A2058 cells were grown in DMEM with 10% FBS and 1% penicillin–streptomycin. HCT116 cells were grown in McCoy’s 5a modified media with 10% FBS and 1% penicillin–streptomycin. pLenti-CMV-Blast-PIP-FUCCI was a gift from Jean Cook (Addgene plasmid # 138715). RRID: Addgene_138715. The PIP-FUCCI lentiviral transfer plasmid was cotransfected with psPAX2 pMD2.G into 293 T cells. 48 h later, supernatants were filtered, mixed 1:1 with fresh medium containing polybrene (8 μg/mL), and applied to target cells for 16–24 h. A2058 and HCT116 cells expressing PIP-FUCCI were labelled with 50 μM EdU for 5 min, washed 3x in PBS (taking about 1 min for each) and labelled with 50 μM BrdU for 10 mins, washed 3x PBS and chased with 100 μM thymidine for 20 min then trypsinized in 0.05% trypsin. S-phase cells were isolated by FACS sorting (mCherry+, mVenus) using a BD FACS Aria Fusion or MoFlo Astrios EQ. Sorted cells were pelleted and stored at −80c. Drug treatments: HU (2 mM) added during BrdU pulse, PARPi Olaparib (10 µM) for 24 h, Wee1i MK1775 (1 µM) 2 h and ATRi VE-821 (10 µM) 30 min.

General purpose S-phase enrichment

The PIP-FUCCI system was used in this study only to increase the number of fork calls per MinION flow cell; it does not otherwise affect the results. Other cell synchronisation techniques could also be used to enrich S-phase cell, such as mimosine arrest or CDK4/6 inhibition and release46. Cell synchronisation techniques may impact fork stall scores depending on the end user’s application.

DNA preparation

Ultra-high molecular weight (UHMW) DNA was extracted using Nanobind CBB Big DNA Kit (SKU NB-900-001-01, Circulomics) and UHMW DNA Aux Kit (NB-900-101-01, Circulomics) according to the manufacturer’s protocol (Document ID: EXT-CLU-001). DNA was incubated at 37 °C for 1 h at the elution step. The DNA was eluted in 760 µL Buffer EB (6 million cells for 6x MinION library sequencing) or in 506 µL (4–5.5 million cells for 4x MinION library sequencing). To measure the recovery and the quality of viscus UHMW DNA in Qubit and NanoDrop, the DNA sample was prepared according to the method described by Koetsier and Cantor47. DNA purity was checked by the ratio of DNA concentration measured in NanoDrop and Qubit (1-1.5).

Library preparation and nanopore sequencing

libraries were prepared using Ultra-Long DNA Sequencing Kit (SQK-ULK001, ONT) and Nanobind UL Library Prep Kit (NB-900-601-01, Circulomics) according to the NanoBind Library Prep - Ultra Long Sequencing protocol (Document ID: LBP-ULN-001; 03/24/2021, Circulomics). UHMW DNA library was eluted in 225 µL (6 million cells) or 150 µL (4–5.5 million cells) ONT Elution Buffer (EB; SQK-ULK001, ONT). The loading library was prepared according to the manufacturer’s protocol and was loaded onto MinION Flow Cell R9.4.1(FLO-MIN106D, ONT). Sequencing run was performed using MinKNOW (v21.11.7–22.08.4) for 96 h run script with the sequencing kit set to SQK-ULK001. To load the fresh loading library, the sequencing run was paused after 24 h and the flow cell was washed with Flow Cell Wash Kit (EXP-WSH004, ONT) according to the manufacturer’s guidelines.

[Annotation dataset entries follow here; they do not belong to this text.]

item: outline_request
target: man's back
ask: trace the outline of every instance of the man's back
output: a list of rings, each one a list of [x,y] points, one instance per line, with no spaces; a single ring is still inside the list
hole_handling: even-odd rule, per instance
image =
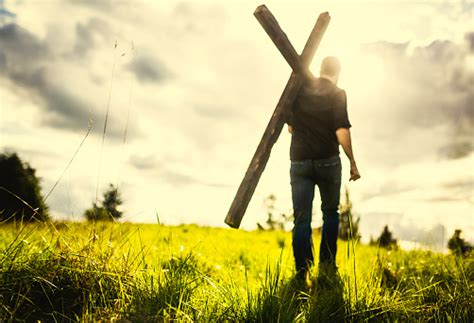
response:
[[[307,81],[288,121],[292,127],[290,159],[324,159],[339,155],[335,131],[350,128],[346,93],[325,78]]]

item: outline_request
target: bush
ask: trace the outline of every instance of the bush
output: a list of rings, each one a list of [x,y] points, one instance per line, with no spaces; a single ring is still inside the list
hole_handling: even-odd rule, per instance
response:
[[[101,206],[96,203],[92,204],[92,208],[84,212],[84,216],[88,221],[113,221],[122,217],[123,212],[118,207],[123,203],[118,189],[109,184],[109,188],[103,195]]]
[[[453,236],[448,241],[448,248],[455,255],[467,255],[472,250],[469,242],[461,237],[461,230],[455,230]]]
[[[36,170],[16,153],[0,154],[0,169],[0,220],[49,219]]]

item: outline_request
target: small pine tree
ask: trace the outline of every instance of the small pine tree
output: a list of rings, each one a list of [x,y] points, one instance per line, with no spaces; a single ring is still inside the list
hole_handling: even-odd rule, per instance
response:
[[[0,187],[0,221],[49,219],[36,170],[16,153],[0,154]]]
[[[382,248],[392,249],[397,246],[397,239],[393,237],[392,232],[388,229],[388,225],[384,226],[380,237],[377,239],[376,244]]]
[[[467,255],[472,250],[471,244],[461,237],[461,233],[461,230],[455,230],[453,236],[448,241],[449,250],[458,256]]]
[[[345,201],[339,205],[339,238],[341,240],[358,240],[360,217],[352,212],[352,201],[349,196],[349,189],[344,191]]]
[[[118,210],[118,207],[123,203],[123,200],[118,192],[118,189],[109,184],[109,188],[104,192],[101,205],[92,204],[92,208],[84,212],[84,216],[88,221],[114,221],[122,217],[123,212]]]

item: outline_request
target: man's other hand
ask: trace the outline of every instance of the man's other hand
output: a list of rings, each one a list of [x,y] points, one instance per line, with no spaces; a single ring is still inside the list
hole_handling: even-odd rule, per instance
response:
[[[356,164],[351,164],[351,178],[349,179],[350,181],[356,181],[360,178],[360,173],[359,170],[357,169]]]

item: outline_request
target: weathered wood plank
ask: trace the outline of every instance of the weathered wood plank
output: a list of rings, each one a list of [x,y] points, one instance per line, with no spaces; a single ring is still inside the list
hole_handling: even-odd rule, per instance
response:
[[[303,74],[309,73],[306,71],[329,24],[329,14],[325,12],[319,15],[303,49],[301,58],[296,53],[285,33],[281,30],[276,19],[265,6],[259,6],[255,11],[255,16],[293,70],[300,71]],[[271,149],[280,136],[288,111],[292,107],[302,83],[303,79],[300,74],[293,72],[227,213],[225,223],[232,228],[240,226],[250,199],[270,158]]]

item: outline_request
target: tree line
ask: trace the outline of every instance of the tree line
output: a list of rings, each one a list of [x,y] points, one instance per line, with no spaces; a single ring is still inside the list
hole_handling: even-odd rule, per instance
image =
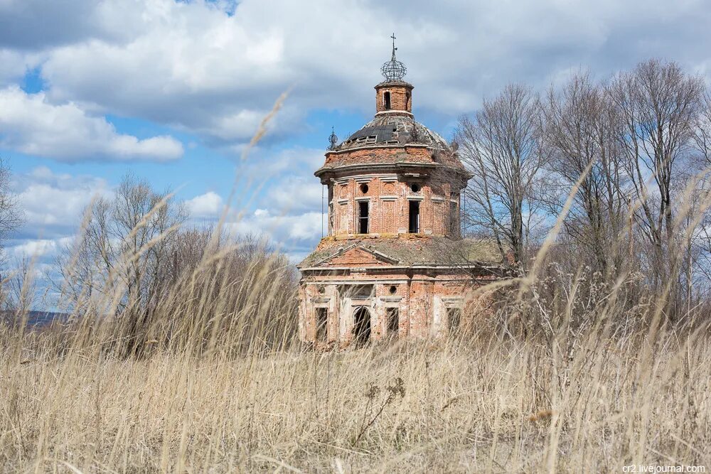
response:
[[[649,60],[540,93],[506,86],[460,118],[472,178],[464,225],[530,268],[560,218],[554,255],[614,280],[643,275],[672,319],[711,284],[711,95],[704,77]]]

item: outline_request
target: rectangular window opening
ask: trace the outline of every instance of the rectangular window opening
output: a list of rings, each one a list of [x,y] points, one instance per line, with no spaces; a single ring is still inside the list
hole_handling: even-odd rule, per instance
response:
[[[461,308],[447,308],[447,325],[449,334],[456,335],[459,333],[459,327],[461,325]]]
[[[400,310],[397,308],[386,308],[387,316],[387,334],[397,337],[400,328]]]
[[[369,203],[360,201],[358,203],[358,234],[368,232],[368,221],[370,217]]]
[[[459,237],[459,208],[456,203],[449,203],[449,236],[453,237]]]
[[[316,308],[316,340],[319,343],[328,340],[328,308]]]
[[[419,201],[410,201],[410,233],[419,232]]]

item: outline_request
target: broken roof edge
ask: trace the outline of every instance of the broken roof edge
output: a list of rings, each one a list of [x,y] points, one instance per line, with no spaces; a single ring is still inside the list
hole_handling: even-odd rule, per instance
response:
[[[336,166],[321,166],[314,172],[314,176],[320,178],[322,175],[328,172],[336,171],[358,171],[360,169],[387,169],[397,168],[430,168],[451,171],[454,173],[465,176],[467,179],[471,178],[474,175],[466,168],[458,166],[451,166],[442,163],[435,162],[419,162],[419,161],[393,161],[392,163],[356,163],[349,165],[339,165]]]
[[[316,249],[296,265],[299,270],[324,269],[329,260],[358,248],[376,257],[387,268],[462,268],[503,270],[508,259],[491,239],[462,239],[420,234],[367,235],[354,237],[328,237],[321,239]],[[369,265],[365,265],[369,266]],[[333,267],[330,267],[333,268]],[[383,267],[381,268],[386,268]]]

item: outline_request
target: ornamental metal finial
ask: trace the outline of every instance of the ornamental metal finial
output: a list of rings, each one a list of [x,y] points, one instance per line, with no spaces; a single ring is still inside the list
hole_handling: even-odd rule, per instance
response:
[[[333,131],[333,127],[331,127],[331,135],[328,136],[328,149],[335,150],[336,146],[338,144],[338,137]]]
[[[392,58],[380,68],[380,72],[383,73],[386,82],[402,80],[402,77],[407,72],[407,68],[405,67],[405,65],[395,59],[395,51],[397,50],[397,48],[395,48],[395,39],[397,39],[395,33],[393,33],[390,38],[392,38]]]

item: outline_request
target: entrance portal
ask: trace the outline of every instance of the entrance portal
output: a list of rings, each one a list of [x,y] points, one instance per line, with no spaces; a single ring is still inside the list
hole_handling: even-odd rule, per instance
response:
[[[361,306],[353,313],[353,343],[358,347],[370,340],[370,311]]]

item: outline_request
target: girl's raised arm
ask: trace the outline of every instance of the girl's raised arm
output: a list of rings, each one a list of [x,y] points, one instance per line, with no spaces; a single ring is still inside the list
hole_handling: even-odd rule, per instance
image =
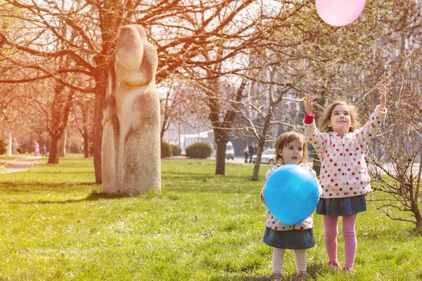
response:
[[[305,105],[305,112],[308,115],[310,115],[312,113],[314,105],[318,103],[318,102],[315,100],[315,98],[311,98],[311,96],[308,93],[305,94],[305,98],[302,100]]]

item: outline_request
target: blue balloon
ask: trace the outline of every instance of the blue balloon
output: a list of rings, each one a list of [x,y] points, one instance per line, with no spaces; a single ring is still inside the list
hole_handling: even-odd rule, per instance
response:
[[[264,188],[264,200],[269,211],[289,225],[301,223],[309,216],[318,198],[318,183],[312,173],[293,164],[277,168]]]

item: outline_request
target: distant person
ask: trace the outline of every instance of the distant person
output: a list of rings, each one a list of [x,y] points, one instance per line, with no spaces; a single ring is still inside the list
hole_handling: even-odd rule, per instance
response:
[[[387,89],[378,88],[380,104],[366,124],[359,128],[354,108],[342,101],[326,107],[315,125],[312,109],[314,98],[305,96],[305,132],[321,160],[319,179],[323,194],[316,205],[316,214],[324,215],[324,236],[328,256],[327,266],[340,268],[337,256],[338,221],[342,217],[345,243],[343,270],[353,272],[357,240],[355,223],[357,213],[366,210],[365,197],[372,192],[371,178],[365,163],[365,148],[375,136],[387,113]]]
[[[39,144],[37,141],[34,143],[34,154],[35,157],[39,156]]]
[[[254,142],[252,141],[252,143],[250,143],[249,145],[249,146],[248,147],[248,150],[249,151],[249,163],[252,163],[252,157],[253,156],[253,154],[255,152],[255,149],[254,149]]]
[[[245,153],[245,163],[248,163],[248,157],[249,157],[249,150],[248,145],[245,146],[243,149],[243,153]]]
[[[47,147],[46,145],[43,145],[42,146],[42,155],[41,156],[46,156],[46,157],[48,157],[49,155],[47,155]]]
[[[286,132],[281,134],[276,142],[276,165],[268,170],[265,176],[267,181],[272,172],[284,164],[300,165],[309,171],[315,178],[316,174],[306,165],[307,162],[307,142],[305,136],[296,132]],[[265,185],[264,185],[265,186]],[[318,186],[319,195],[322,190]],[[263,195],[264,188],[261,192],[261,201],[265,204]],[[306,249],[315,246],[314,238],[314,217],[311,214],[303,221],[291,226],[284,223],[277,218],[267,209],[265,214],[265,231],[262,242],[273,247],[272,253],[272,275],[271,280],[280,280],[283,278],[283,261],[286,249],[295,251],[296,261],[297,280],[309,279],[307,271]]]

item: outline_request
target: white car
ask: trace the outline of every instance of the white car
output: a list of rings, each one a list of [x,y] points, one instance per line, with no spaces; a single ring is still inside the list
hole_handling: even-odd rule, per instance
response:
[[[274,165],[276,164],[276,150],[274,148],[270,148],[262,152],[261,155],[261,163],[262,164],[269,164],[270,165]],[[252,162],[255,163],[257,162],[257,155],[255,154],[252,157]]]

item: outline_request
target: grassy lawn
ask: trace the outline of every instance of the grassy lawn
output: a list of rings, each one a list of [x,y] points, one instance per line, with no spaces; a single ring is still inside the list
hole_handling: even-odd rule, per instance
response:
[[[251,182],[252,164],[227,164],[219,176],[212,160],[165,159],[161,194],[111,197],[93,183],[92,159],[79,157],[0,175],[0,280],[268,280],[259,194],[269,166]],[[321,217],[315,221],[314,280],[422,280],[422,235],[413,225],[369,202],[358,215],[356,273],[344,275],[324,266]],[[284,274],[295,277],[292,251]]]

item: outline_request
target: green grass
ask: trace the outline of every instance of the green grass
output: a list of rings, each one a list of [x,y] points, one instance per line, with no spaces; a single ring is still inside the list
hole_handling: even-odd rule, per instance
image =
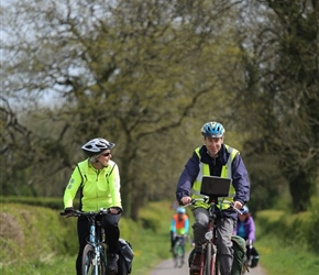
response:
[[[174,213],[173,210],[169,209],[169,202],[153,202],[147,206],[144,210],[141,211],[141,222],[146,223],[152,229],[145,229],[141,224],[136,224],[132,221],[123,221],[120,222],[121,228],[121,237],[125,240],[129,240],[133,246],[134,251],[134,260],[133,260],[133,268],[132,275],[141,274],[147,275],[151,273],[151,270],[154,268],[164,258],[169,258],[169,248],[170,248],[170,240],[169,240],[169,224],[170,218]],[[30,212],[34,212],[34,207],[24,207],[24,209],[30,210]],[[4,211],[14,213],[15,217],[21,217],[18,209],[21,209],[21,206],[6,206],[1,208]],[[26,211],[24,210],[24,211]],[[43,211],[43,209],[40,209]],[[51,210],[47,210],[51,211]],[[37,212],[37,211],[35,211]],[[15,215],[16,213],[16,215]],[[38,212],[37,212],[38,213]],[[28,211],[29,215],[29,211]],[[53,212],[56,216],[55,212]],[[43,218],[44,219],[44,218]],[[59,219],[59,218],[56,218]],[[32,248],[37,248],[37,250],[33,253],[34,258],[30,260],[25,258],[22,255],[29,255],[30,253],[22,253],[21,261],[16,253],[12,253],[11,257],[6,257],[6,261],[0,263],[0,274],[1,275],[16,275],[16,274],[34,274],[34,275],[56,275],[56,274],[76,274],[75,272],[75,261],[76,255],[61,255],[57,253],[53,253],[47,251],[47,240],[45,241],[42,239],[43,235],[46,235],[47,229],[45,227],[38,227],[37,224],[38,219],[33,219],[30,217],[28,220],[28,227],[23,229],[25,232],[25,237],[28,232],[33,232],[35,234],[35,226],[38,232],[37,238],[34,235],[33,238],[28,237],[28,240],[23,239],[24,242],[30,245],[30,241],[34,242]],[[52,222],[54,219],[51,220]],[[21,221],[21,224],[24,224]],[[44,222],[47,222],[44,220]],[[74,239],[73,242],[77,242],[76,240],[76,224],[75,220],[68,219],[64,221],[67,224],[73,223],[73,229],[69,231],[69,235]],[[45,223],[47,227],[50,224]],[[21,226],[23,227],[23,226]],[[57,223],[54,226],[57,227]],[[59,226],[61,227],[61,226]],[[32,230],[31,230],[32,229]],[[62,230],[57,229],[58,230]],[[29,234],[30,235],[30,234]],[[53,235],[53,233],[52,233]],[[1,238],[0,238],[1,239]],[[41,244],[43,243],[43,244]],[[3,246],[7,246],[8,242],[3,242]],[[45,246],[45,250],[42,250],[42,246]],[[2,246],[2,245],[1,245]],[[10,246],[15,248],[15,246]],[[22,245],[21,250],[26,250],[26,245]],[[188,244],[188,249],[190,249],[190,244]],[[4,250],[2,251],[2,255],[8,255],[8,252]],[[20,261],[20,262],[19,262]]]
[[[69,237],[70,243],[76,248],[75,220],[69,219],[62,222],[56,211],[51,212],[52,210],[44,208],[34,209],[34,207],[24,206],[22,208],[21,206],[6,205],[1,210],[0,218],[7,219],[3,220],[4,222],[1,220],[1,232],[7,232],[8,235],[7,238],[0,235],[1,275],[75,274],[76,250],[68,246],[69,250],[73,249],[74,255],[57,252],[61,249],[62,240],[66,238],[63,235]],[[8,219],[9,216],[3,213],[16,217],[16,222],[21,224],[15,227],[16,231],[12,230],[15,224],[13,219]],[[121,220],[121,235],[132,243],[135,254],[132,275],[148,275],[161,261],[170,257],[168,252],[170,246],[169,223],[173,213],[174,211],[169,209],[169,202],[153,202],[141,210],[139,224],[130,220]],[[190,224],[193,224],[193,215],[188,213]],[[275,215],[272,217],[278,218]],[[45,220],[47,218],[48,220]],[[11,221],[10,224],[9,221]],[[43,224],[38,222],[43,222]],[[51,222],[53,224],[50,224]],[[73,223],[70,229],[67,228],[69,223]],[[148,229],[145,229],[145,224]],[[255,246],[261,254],[260,263],[266,270],[267,275],[318,275],[318,253],[315,255],[309,253],[306,248],[287,246],[279,238],[271,233],[261,234],[261,226],[263,224],[258,224],[257,220],[256,226],[257,241]],[[59,233],[64,231],[67,234],[61,235]],[[18,239],[19,235],[20,239]],[[52,246],[48,244],[55,244],[55,252],[50,249]],[[190,244],[188,244],[188,249],[190,249]],[[31,255],[32,257],[30,257]]]

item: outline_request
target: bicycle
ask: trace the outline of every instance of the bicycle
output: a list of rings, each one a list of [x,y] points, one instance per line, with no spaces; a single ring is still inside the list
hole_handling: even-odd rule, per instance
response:
[[[103,229],[101,222],[97,217],[109,213],[108,209],[100,209],[99,211],[82,212],[74,210],[73,217],[85,216],[89,220],[90,235],[88,243],[82,252],[81,271],[82,275],[106,275],[107,274],[107,257],[106,243],[103,241]],[[65,216],[63,211],[61,216]]]
[[[209,212],[208,230],[205,234],[206,242],[202,243],[201,248],[199,275],[219,275],[220,268],[217,257],[218,249],[217,249],[217,215],[216,215],[216,210],[218,209],[216,202],[218,201],[218,198],[204,197],[193,199],[191,202],[186,205],[185,207],[195,205],[197,201],[204,201],[210,205],[208,208]],[[235,211],[240,212],[240,210],[232,208],[232,202],[229,201],[223,202],[228,202],[231,209],[234,209]],[[190,258],[193,257],[193,255],[194,253],[190,253]],[[189,275],[198,275],[198,272],[191,272],[189,270]]]
[[[184,257],[185,257],[185,238],[184,238],[184,235],[176,235],[175,237],[173,257],[174,257],[174,266],[180,268],[184,265]]]

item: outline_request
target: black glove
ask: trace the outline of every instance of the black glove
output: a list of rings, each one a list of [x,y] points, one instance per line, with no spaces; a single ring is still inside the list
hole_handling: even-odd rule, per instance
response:
[[[67,207],[66,209],[64,209],[65,215],[69,215],[74,212],[74,208],[73,207]]]

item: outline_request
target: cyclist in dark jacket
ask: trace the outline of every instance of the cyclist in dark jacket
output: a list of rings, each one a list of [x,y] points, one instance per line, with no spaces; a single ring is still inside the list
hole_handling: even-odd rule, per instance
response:
[[[193,198],[201,197],[200,184],[204,175],[220,176],[232,178],[229,201],[233,201],[233,207],[241,209],[250,199],[249,174],[239,151],[223,143],[224,128],[219,122],[208,122],[201,128],[204,145],[199,146],[188,160],[179,177],[176,198],[182,205],[187,205]],[[195,224],[194,241],[195,254],[190,270],[200,270],[201,243],[205,242],[205,233],[208,229],[208,207],[204,202],[195,205]],[[234,223],[238,213],[234,210],[227,209],[223,205],[220,211],[222,219],[218,220],[218,248],[220,270],[222,275],[230,275],[233,250],[231,235],[234,230]]]

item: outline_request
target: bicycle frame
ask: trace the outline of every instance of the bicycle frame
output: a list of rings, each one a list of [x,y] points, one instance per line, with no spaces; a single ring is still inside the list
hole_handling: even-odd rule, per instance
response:
[[[89,241],[88,245],[91,245],[94,248],[94,255],[95,257],[91,258],[92,261],[92,275],[100,275],[99,274],[99,266],[106,266],[106,256],[105,256],[105,248],[102,243],[102,232],[101,232],[101,223],[100,221],[96,220],[96,216],[90,216],[89,222],[90,222],[90,235],[89,235]],[[88,261],[90,261],[88,258]],[[86,265],[86,268],[88,268],[90,263]],[[84,271],[84,275],[88,274],[88,270]]]
[[[209,202],[210,207],[208,209],[209,212],[209,223],[208,223],[208,230],[205,233],[206,242],[202,244],[201,248],[201,257],[200,257],[200,272],[195,272],[194,275],[218,275],[219,274],[219,264],[218,264],[218,249],[217,249],[217,229],[216,229],[216,222],[217,222],[217,216],[216,216],[216,201],[218,201],[218,198],[216,197],[205,197],[205,198],[198,198],[194,199],[190,204],[186,205],[185,207],[189,205],[195,205],[196,201],[205,201]],[[224,201],[232,206],[231,202]],[[235,211],[239,211],[238,209],[233,208]],[[190,273],[191,274],[191,273]]]
[[[174,244],[173,256],[175,267],[182,267],[184,265],[185,256],[185,239],[183,235],[177,235]]]
[[[89,221],[89,238],[82,252],[81,273],[82,275],[105,275],[106,274],[106,249],[102,240],[102,227],[98,216],[108,213],[108,209],[99,211],[82,212],[74,210],[73,217],[85,216]],[[65,212],[61,212],[65,216]]]
[[[217,265],[217,232],[215,201],[210,202],[208,230],[205,234],[206,242],[202,244],[200,275],[218,274]]]

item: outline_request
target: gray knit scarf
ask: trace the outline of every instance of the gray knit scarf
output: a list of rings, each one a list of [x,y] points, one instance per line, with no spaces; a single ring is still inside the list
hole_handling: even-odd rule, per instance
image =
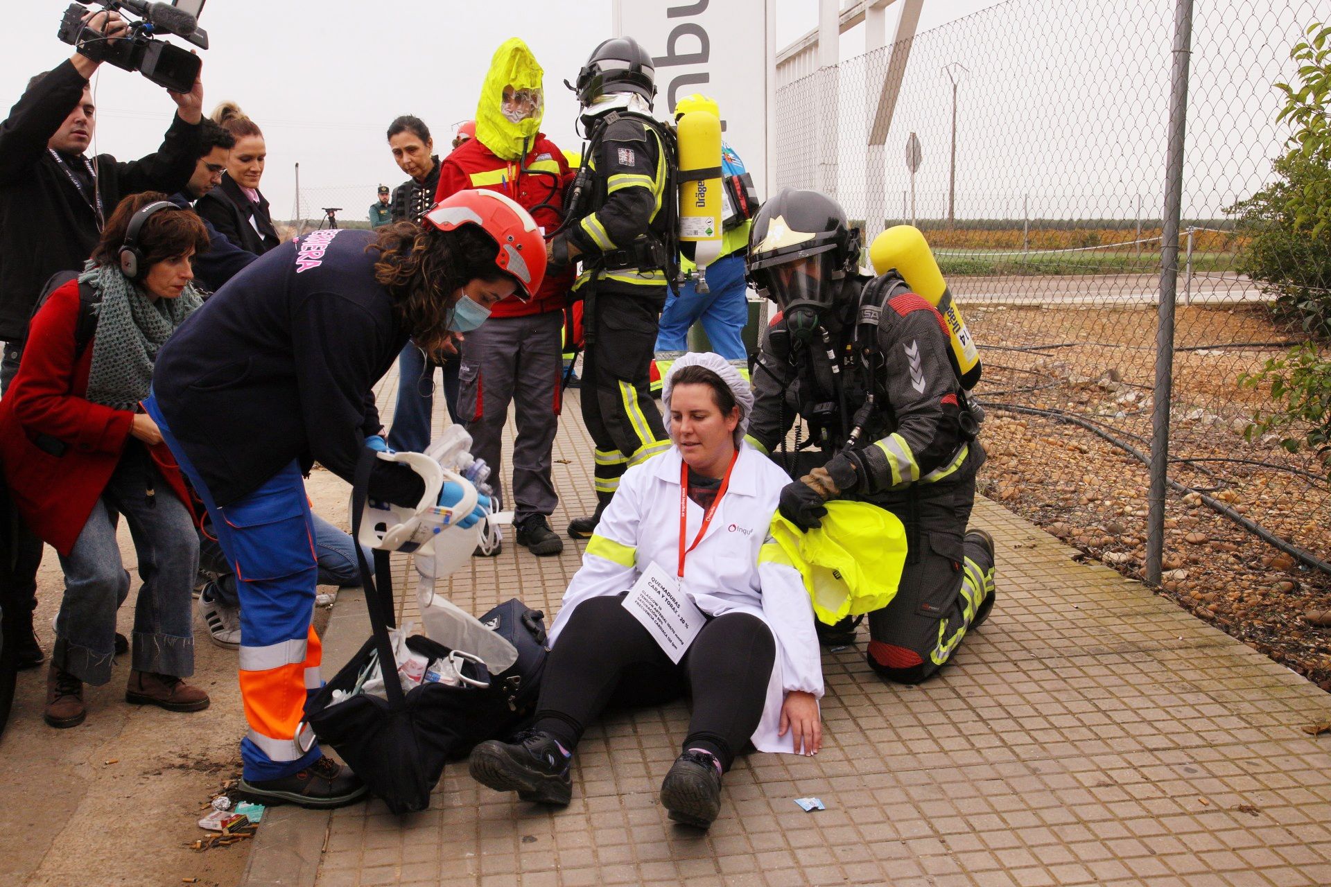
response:
[[[137,410],[152,388],[157,350],[204,301],[193,283],[174,299],[149,299],[110,265],[88,267],[79,282],[101,293],[85,396],[113,410]]]

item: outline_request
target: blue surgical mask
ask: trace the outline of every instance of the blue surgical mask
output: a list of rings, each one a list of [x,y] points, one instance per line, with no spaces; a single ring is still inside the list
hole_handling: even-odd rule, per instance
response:
[[[470,295],[463,295],[453,306],[453,319],[449,320],[449,328],[454,332],[471,332],[488,317],[490,309],[482,307]]]

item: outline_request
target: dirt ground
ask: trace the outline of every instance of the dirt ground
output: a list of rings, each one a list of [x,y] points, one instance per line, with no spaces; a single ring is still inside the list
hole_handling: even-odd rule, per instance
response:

Basecalling and Genome Alignment

On R9.4.1, Oxford Nanopore sequencing reads were basecalled using Guppy (v5.0.11) using the dna_r9.4.1_450bps_fast configuration. Basecalled reads were aligned to the human genome using minimap2 (v2.17-r941) using the map-ont setting. Reads from A2058 cells were aligned to the chm13v2.0 human reference genome from the Telomere-to-Telomere (T2T) Consortium48. Reads from HCT116 were aligned to the hg38 (GRCh38.p13) assembly for consistency with the high-resolution Repli-Seq data from Zhao and colleagues39. On R10.4.1, Oxford Nanopore sequencing reads were basecalled with Dorado v0.7.2 using the dna_r10.4.1_e8.2_400bps_fast@v5.0.0model. Genome alignments were done at the time of basecalling using Dorado, and reads were aligned to the T2T chm13v2.0 human reference genome.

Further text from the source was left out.